Период детства и раннего отрочества, проведенный под опекой домашних слуг, Тагор впоследствии шутливо назвал периодом "тирании прислуги". Ребенком он был беспокойным, уже тогда "томимым жаждой дальних странствий". Чтобы избавить себя от излишних забот о ребенке, один из слуг придумал оригинальный выход. Он усаживал Роби в удобном месте, очерчивал вокруг него мелом круг и с серьезнейшим видом предупреждал, что, если он переступит этот магический круг, его ждет смертельная опасность.
Ребенок уже слышал пересказ "Рамаяны" и знал об ужасных несчастьях, постигших Ситу, перешагнувшую за пределы круга, который начертил вокруг нее Лакшмана.[14] Поэтому он оставался на месте, не решаясь подняться, даже когда слуга пропадал надолго. К счастью, он сидел рядом с окном, выходившим на улицу, где блестел водной гладью бассейн, по одну сторону которого росло большое дерево баньяна, а другую обрамляли кокосовые пальмы. Ребенок следил сквозь жалюзи окна, с какими гримасами входили в воду купальщики, соблюдая каждый свой ритуал: один спускался по ступеням степенно, шепча утренние молитвы, другой затыкал уши и несколько раз приседал в воде, третий нырял прямо с берега… К полудню, когда бассейн пустел и только утки плескались в воде, внимание мальчика переключалось на гигантский баньян и на причудливую игру теней под ним. Через много лет он вспомнит этого товарища своего детства:
Так ты стоишь и в погожие дни, и в туман.Помнишь об этом ребенке, о старый баньян?[15]

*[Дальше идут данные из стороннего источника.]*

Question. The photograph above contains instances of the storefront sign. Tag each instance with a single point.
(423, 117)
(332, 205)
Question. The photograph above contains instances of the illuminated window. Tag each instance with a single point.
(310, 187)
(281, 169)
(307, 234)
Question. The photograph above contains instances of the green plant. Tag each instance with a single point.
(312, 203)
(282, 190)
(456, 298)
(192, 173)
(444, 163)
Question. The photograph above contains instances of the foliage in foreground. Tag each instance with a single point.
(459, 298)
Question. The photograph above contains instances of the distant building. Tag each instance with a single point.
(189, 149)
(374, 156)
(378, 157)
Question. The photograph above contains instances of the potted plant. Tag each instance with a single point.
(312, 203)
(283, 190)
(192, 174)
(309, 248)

Роби смиренно покорялся "тирании прислуги", но лишь потому, что его безграничный интерес к окружающему миру делал привлекательными самые обыденные вещи, а крылья живой фантазии взлетали, даже скованные начертанным меловым кругом.

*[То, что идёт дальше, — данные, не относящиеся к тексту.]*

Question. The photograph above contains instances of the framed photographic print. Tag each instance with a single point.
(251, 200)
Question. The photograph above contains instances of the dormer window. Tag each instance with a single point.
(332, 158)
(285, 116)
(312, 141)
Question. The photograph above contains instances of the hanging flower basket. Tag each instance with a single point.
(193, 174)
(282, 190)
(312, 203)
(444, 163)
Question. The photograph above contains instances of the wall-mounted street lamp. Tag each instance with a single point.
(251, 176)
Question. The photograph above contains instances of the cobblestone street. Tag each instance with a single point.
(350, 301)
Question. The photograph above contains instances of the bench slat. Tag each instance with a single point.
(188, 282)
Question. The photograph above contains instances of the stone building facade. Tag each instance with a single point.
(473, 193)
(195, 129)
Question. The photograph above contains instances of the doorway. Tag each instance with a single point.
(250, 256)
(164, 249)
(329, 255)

"Когда я оглядываюсь на дни детства, мне чаще всего вспоминается некая тайна, которая заполняла тогда собой и жизнь, и весь мир. Эта тайна пряталась повсюду, и каждый день самым главным вопросом было: когда мы наконец на нее наткнемся? Было похоже, будто сама природа что-то прятала в своих ладонях и, смеясь, спрашивала: "А ну-ка, что у меня в руках?"
Это ощущение чуда, этот дар находить радость в, казалось бы, обыденных событиях навсегда сохранились как главные свойства души поэта и помогли ему уберечься от пресыщенности и цинизма в то время, когда эти черты стали чуть ли не литературной модой.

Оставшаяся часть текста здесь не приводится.